14 septembre 2013.
Je commence ce blog par un souvenir d'enfant.
J'ai six ans, maman m'a appris à lire. Je suis en vacances à Brioude.
Ma grand-mère retrouve dans son grenier un jeu de cubes. Six images à reconstruire. Europe, Asie, Afrique, Amérique, Océanie, Monde.
Je déchiffre les mots, je pose des questions, Nouvelle-Guinée, Australie, Java, Brésil, Antarctique, Equateur, Amérique, Océan Indien,... Mémé m'explique. La taille du monde, les îles désertes, les océans.
Elle voit que je suis fasciné par ces cartes et va me chercher son Atlas. Il ne me quittera plus.

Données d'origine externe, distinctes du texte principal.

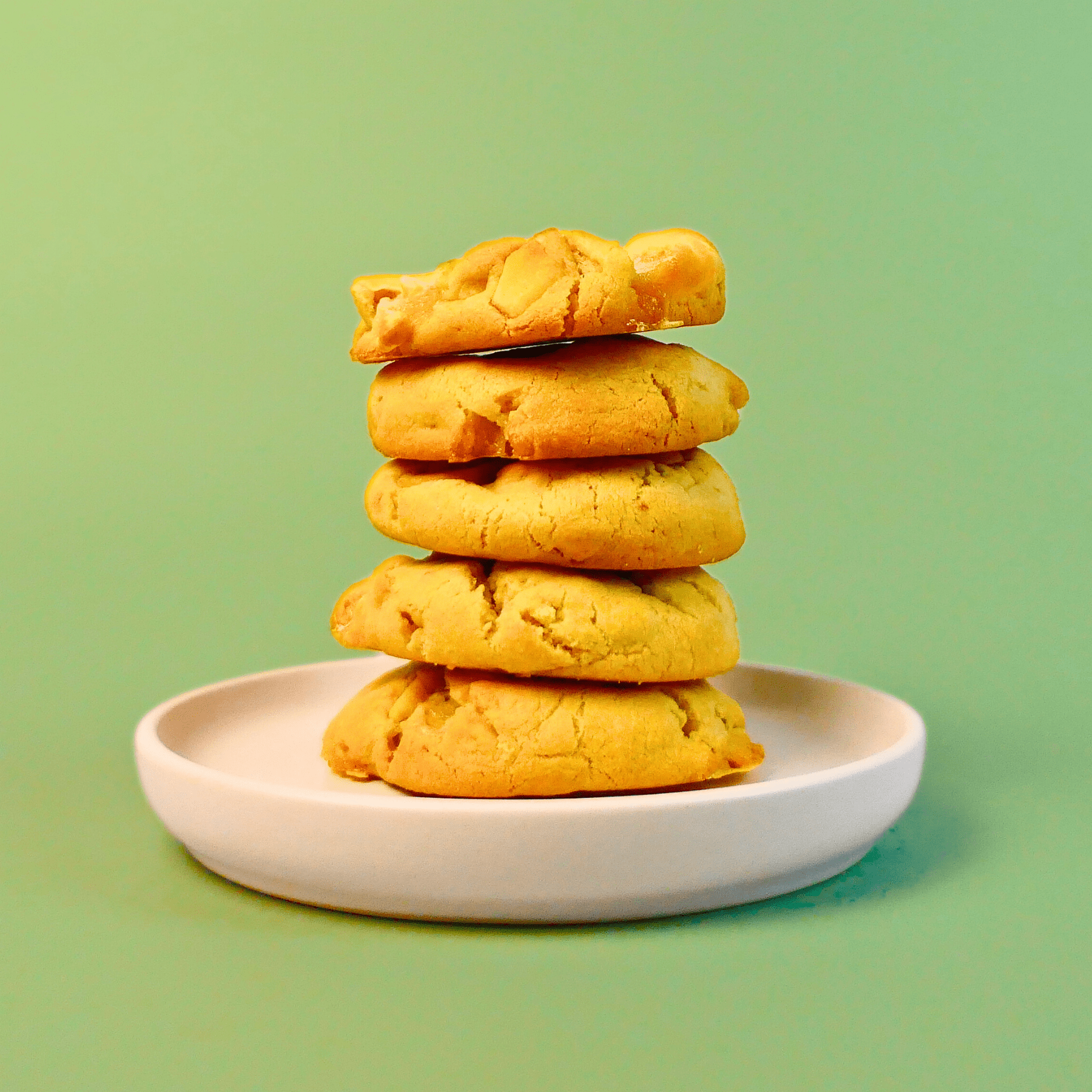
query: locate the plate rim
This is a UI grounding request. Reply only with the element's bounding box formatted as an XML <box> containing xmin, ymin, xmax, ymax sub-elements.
<box><xmin>133</xmin><ymin>653</ymin><xmax>926</xmax><ymax>815</ymax></box>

La page du planisphère des grandes découvertes, avec les parcours de Christophe Colomb, Amerigo Vespuci, Magellan, Cook, est usée, et cornée plus que les autres.
Toute ma vie, ces mots m'accompagnent. Cap Horn, Cap de Bonne Espérance, Île de Pâques, Terre de Feu, Amazonie, Nouvelle-Zélande. Mais il ne sont qu'un filigrane évanescent dans une vie professionnelle passionnante, une vie familiale riche, une vie culturelle foisonnante. Seule concession à ces souvenirs, la belle mappemonde qui trône dans le salon et que je parcours du doigt avec mes petits-enfants.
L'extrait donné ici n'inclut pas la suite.